Māgha Pūjā, Makha Bucha (Thai: มาฆบูชา) is one of the important Buddhist festivals celebrated on the full moon day of Māgha in Cambodia, Laos, Myanmar and Thailand, and usually falls in the middle of February. The purpose of the festival is to aim spiritual merits such as not to commit any kind of sins; do only good; purify one’s mind. Māgha Pūjā is a public holiday in Cambodia, Laos, Myanmar, and Thailand and is an occasion when Buddhists tend to go to the temple to perform merit-making activities.
The third lunar month is known in the Thai language as Makha (Pali: Māgha); Bucha is also a Thai word (Pali: Pūjā), meaning “to venerate” or “to honor”. As such, Makha Bucha Day is for the veneration of Buddha and his teachings on the full moon day of the third lunar month.

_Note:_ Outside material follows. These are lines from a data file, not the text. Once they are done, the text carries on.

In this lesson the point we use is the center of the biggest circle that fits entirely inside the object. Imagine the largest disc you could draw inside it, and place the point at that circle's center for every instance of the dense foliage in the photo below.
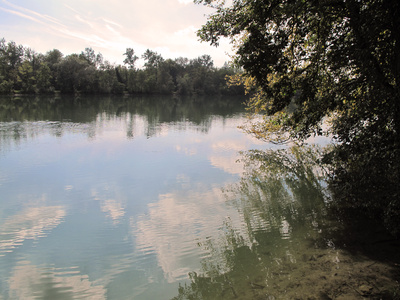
(25, 71)
(313, 62)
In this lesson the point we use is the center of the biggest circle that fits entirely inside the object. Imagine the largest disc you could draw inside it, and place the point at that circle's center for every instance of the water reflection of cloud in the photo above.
(113, 210)
(32, 223)
(175, 224)
(29, 281)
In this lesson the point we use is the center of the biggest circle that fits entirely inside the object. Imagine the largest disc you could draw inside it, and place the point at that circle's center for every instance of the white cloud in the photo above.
(168, 27)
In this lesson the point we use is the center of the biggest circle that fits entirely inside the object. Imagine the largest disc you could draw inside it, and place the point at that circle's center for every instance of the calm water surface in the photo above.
(142, 198)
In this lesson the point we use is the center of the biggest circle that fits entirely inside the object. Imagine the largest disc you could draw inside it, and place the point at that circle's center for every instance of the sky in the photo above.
(109, 27)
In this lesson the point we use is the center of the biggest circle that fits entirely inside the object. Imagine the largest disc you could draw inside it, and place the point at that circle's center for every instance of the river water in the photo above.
(154, 198)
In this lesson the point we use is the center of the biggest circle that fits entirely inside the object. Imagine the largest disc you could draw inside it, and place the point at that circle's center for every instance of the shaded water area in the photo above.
(165, 198)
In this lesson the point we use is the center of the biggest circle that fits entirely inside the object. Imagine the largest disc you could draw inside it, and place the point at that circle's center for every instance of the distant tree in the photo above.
(131, 58)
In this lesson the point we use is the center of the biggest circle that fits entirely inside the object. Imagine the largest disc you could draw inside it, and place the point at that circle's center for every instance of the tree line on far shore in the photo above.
(23, 70)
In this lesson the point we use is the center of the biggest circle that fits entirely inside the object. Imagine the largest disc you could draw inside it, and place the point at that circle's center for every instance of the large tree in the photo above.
(311, 61)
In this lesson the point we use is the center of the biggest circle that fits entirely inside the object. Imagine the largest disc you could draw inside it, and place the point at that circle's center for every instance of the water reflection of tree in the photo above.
(281, 199)
(21, 117)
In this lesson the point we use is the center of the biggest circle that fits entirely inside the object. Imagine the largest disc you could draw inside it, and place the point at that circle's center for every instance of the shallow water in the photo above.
(151, 198)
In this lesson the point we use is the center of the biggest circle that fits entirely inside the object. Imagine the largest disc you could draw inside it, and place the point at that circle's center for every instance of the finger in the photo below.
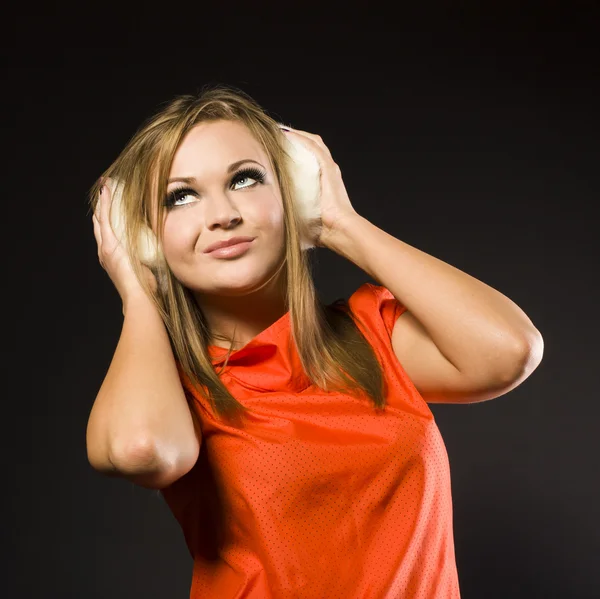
(97, 230)
(320, 151)
(105, 199)
(313, 137)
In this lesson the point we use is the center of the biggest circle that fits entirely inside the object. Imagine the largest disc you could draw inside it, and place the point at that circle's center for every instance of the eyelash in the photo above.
(246, 173)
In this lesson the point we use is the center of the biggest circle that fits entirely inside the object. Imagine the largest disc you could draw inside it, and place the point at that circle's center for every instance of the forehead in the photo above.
(212, 146)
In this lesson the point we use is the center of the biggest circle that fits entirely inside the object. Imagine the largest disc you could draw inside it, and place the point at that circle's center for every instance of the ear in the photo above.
(146, 241)
(305, 174)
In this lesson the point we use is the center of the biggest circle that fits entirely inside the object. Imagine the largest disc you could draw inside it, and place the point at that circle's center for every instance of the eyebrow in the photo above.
(230, 169)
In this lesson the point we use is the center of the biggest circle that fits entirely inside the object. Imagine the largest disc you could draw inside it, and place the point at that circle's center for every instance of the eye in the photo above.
(173, 198)
(243, 176)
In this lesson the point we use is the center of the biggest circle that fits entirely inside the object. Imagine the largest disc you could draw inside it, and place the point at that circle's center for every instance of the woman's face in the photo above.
(222, 199)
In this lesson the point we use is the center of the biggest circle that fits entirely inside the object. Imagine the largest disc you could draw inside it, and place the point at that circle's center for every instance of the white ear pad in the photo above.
(145, 247)
(305, 173)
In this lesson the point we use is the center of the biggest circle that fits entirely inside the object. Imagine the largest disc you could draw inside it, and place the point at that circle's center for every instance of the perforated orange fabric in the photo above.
(319, 495)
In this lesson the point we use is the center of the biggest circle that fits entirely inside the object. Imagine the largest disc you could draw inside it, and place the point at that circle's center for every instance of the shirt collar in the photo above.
(268, 362)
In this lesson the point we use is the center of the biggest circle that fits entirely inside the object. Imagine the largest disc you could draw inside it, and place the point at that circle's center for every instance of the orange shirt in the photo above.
(318, 496)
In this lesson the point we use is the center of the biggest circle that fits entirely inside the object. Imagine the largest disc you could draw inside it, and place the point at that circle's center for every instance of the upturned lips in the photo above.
(226, 242)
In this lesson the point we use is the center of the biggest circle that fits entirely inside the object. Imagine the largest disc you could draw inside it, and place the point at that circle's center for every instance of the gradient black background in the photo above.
(470, 132)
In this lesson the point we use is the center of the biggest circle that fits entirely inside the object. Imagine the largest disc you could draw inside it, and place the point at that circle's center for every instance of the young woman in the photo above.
(292, 440)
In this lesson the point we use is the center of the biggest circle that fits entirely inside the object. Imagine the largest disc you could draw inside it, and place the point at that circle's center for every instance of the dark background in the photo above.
(469, 132)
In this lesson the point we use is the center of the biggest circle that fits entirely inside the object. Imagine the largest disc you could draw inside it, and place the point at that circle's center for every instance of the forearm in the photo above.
(140, 421)
(472, 324)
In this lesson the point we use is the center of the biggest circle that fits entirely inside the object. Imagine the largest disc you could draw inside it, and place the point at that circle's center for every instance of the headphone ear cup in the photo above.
(147, 240)
(305, 174)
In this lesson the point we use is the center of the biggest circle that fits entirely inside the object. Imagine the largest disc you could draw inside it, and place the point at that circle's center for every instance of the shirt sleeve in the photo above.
(378, 310)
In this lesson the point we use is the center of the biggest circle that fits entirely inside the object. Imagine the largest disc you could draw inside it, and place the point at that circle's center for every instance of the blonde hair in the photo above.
(334, 353)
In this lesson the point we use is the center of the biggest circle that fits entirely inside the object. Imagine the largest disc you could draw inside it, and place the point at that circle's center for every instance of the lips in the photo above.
(226, 243)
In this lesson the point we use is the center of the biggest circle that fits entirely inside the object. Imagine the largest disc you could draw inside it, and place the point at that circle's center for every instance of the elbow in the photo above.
(152, 464)
(527, 353)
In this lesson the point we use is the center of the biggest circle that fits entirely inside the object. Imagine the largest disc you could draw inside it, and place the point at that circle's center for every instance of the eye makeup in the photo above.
(178, 193)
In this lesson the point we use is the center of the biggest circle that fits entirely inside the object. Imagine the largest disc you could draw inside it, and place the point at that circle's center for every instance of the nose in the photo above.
(221, 212)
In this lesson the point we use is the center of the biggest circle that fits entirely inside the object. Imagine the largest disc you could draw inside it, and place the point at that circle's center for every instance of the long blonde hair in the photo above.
(334, 353)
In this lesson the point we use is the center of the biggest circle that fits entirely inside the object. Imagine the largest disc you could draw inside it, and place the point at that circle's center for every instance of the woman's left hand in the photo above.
(335, 203)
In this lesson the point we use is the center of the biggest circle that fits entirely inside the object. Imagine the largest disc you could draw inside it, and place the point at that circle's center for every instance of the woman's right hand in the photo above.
(112, 255)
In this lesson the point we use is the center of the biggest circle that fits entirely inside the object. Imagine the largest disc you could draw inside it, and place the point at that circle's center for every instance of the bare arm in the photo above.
(140, 426)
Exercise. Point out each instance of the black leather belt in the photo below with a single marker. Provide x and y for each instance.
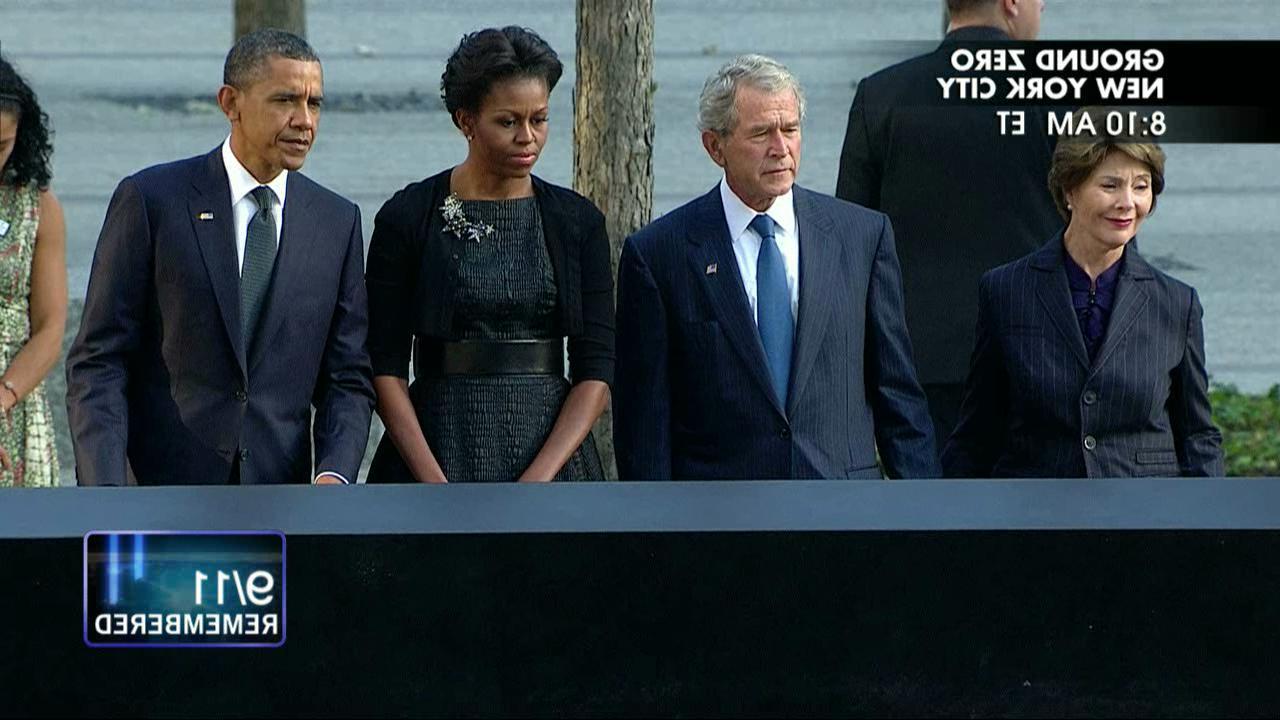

Originally, Māgha Pūjā day marks the four auspicious occasions occurring at the Veḷuvana bamboo grove, near Rājagaha in northern India ten months after the enlightenment of the Buddha. On that occasion, as recorded in the commentary to the Mahāsamayasutta, DN-Comm 20) four marvelous events occurred:
- 1,250 disciples came to see the Buddha that evening without being summoned.
- All of them were Arahants, Enlightened Ones, and all were ordained by the Buddha himself.
- The Buddha gave those Arahants the principles of Buddhism, called “The ovadapatimokha”. Those principles are: To cease from all evil; To do what is good; To cleanse one’s mind. In Thailand, this teaching has been dubbed the “heart of Buddhism”.
- It was the full-moon day.
On the evening of Makha Bucha full moon day in Thailand,
- each temple holds a candlelight procession called a wian thian (wian meaning to circle around; thian meaning candle). Holding flowers, incense and a lighted candle, the monks and congregation members circumambulate clockwise three times around the phra ubosot (ordination hall), once for each of the Three Jewels: the Buddha, the Dharma, and the Sangha.
- tham bun: Making merit by going to temples for special observances and join in the other Buddhist activities.
- rap sin’: Keeping the Five Precepts. Practice of renunciation: Observe the Eight Precepts, practice of meditation and mental discipline, stay in the temple, wearing white robes, for a number of days.